Publication Date

Spring 5-14-2010

Committee Members

Dr. Jack Ahern, Landscape Architecture and Regional Planning Dept Peter Kumble, Landscape Architecture and Regional Planning Dept

Abstract

The expansions of the transportation and roadway have made many cities in the United States having the interstates or highways cut through the city center. Springfield’s North End is one of them. The Interstate highway I-91 from Chicopee to South Spring has separated three North End neighborhoods into two sides; Liberty Height, Memorial Square, and Brightwood. The separation has not only changed community relation but also created many dramatic problems and consequences to the neighborhoods such as having disconnected access to the Connecticut River or the Van Horn Park, creating some pollution in water, air, sound, and other health issues. More than 20 year after the expansion that the separation still cannot be fixed and problems still go on. As landscape architect, we see the above constraint of the highway as an opportunity. Having the highways also create many left over spaces along or underneath them. The Interstate I-91 has four lanes road, raised up 20 feet of the ground, and left the undeveloped area roughly around 100 feet on each side of the road. The idea is to turn the negative space (highway leftover area) into the positive living system (four co-ecological systems). Using the landscape urbanism concept as a lens (or medium) seeing the big scale solution for the unseen, unsolved problems, and developing the ecological process to utilize those areas.

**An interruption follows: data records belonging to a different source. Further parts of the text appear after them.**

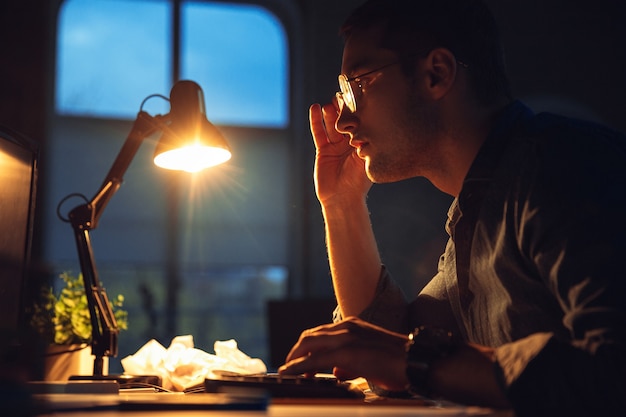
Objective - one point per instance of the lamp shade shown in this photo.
(190, 142)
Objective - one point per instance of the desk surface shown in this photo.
(145, 405)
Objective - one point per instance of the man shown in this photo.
(527, 309)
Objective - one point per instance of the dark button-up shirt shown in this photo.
(535, 265)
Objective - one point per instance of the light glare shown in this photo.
(192, 158)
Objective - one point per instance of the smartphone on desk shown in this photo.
(283, 386)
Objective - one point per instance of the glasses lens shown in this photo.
(346, 93)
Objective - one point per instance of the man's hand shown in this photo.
(339, 172)
(352, 348)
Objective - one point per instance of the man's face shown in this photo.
(394, 128)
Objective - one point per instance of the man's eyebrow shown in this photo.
(360, 66)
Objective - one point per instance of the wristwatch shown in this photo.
(425, 345)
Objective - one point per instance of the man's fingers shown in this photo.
(322, 123)
(318, 340)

That brings to an introduction of the sustainable system, the Four Co-Ecological system in process over time, based on the understanding the Springfield North End existing conditions and problems, and Landscape Urbanism theory, for solving the problems to the city: 1) A Green Highway: corridor buffer and connection, 2) Hydrological/ Embankment Design and management, 3) Energy Efficiency Zone and Renewable Energy 4) Sustainable Infrastructural Highway Materials.

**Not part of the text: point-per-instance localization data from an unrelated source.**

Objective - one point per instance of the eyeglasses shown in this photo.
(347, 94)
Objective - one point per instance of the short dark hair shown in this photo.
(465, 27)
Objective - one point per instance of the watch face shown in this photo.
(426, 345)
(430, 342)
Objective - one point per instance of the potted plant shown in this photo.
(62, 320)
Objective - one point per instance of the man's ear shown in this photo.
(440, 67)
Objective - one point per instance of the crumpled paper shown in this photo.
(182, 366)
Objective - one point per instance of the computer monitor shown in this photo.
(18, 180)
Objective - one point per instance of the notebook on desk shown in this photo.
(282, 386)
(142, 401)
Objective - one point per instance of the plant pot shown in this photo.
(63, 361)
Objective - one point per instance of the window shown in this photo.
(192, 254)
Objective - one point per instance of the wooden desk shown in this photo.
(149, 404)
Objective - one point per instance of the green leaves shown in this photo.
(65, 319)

First, to establish the green corridors along the highway that functions as a buffer from air and sound pollutions from the highway as well as the green space and connection for people in both neighborhoods. Second is to cope with the storm water from highway and the hydrological condition along the highway. Make it cleaner naturally using such as anaerobic digestion before piping to the river. Third, wind, sun, and tides are three resources within the closed proximity to the highway that will be able to use for producing some energies to subsidies the cost of energy. Bringing in the local sustainable materials for maintenances and construction, like some recycled industrial goods, utilizing the highway on all sides, or growing the vertical plants or gardens. All four integrated system working as a single machine unit processing in a circle over time for the future single social-culture of the North End neighborhood.

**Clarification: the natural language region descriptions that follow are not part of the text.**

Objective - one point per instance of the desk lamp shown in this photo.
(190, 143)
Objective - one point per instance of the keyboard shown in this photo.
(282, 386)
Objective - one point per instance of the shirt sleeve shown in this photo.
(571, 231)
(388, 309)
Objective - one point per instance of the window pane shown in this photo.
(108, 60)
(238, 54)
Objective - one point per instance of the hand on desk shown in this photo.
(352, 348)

Based on the 497A urban design studio as the fundamental information and guide line to understand the overall areas and data, other case studies, studio projects, and scholar sources. The research scope will look at the cities with the similar problems around the world for applicable solutions, programs, and designs. The goal is to use the landscape urbanism as a framework to establish a system for dealing with the large scale design challenge, find more capable system of organizing the highway city, enhance the urban user experience, and solve the air, sound, and water pollution issues. The research result should remind of how the road construction development had created the strong conflicts with the neighborhoods, provide the better understanding the design ideas of the problem approaching for this type of urban problem, and use for the future department research.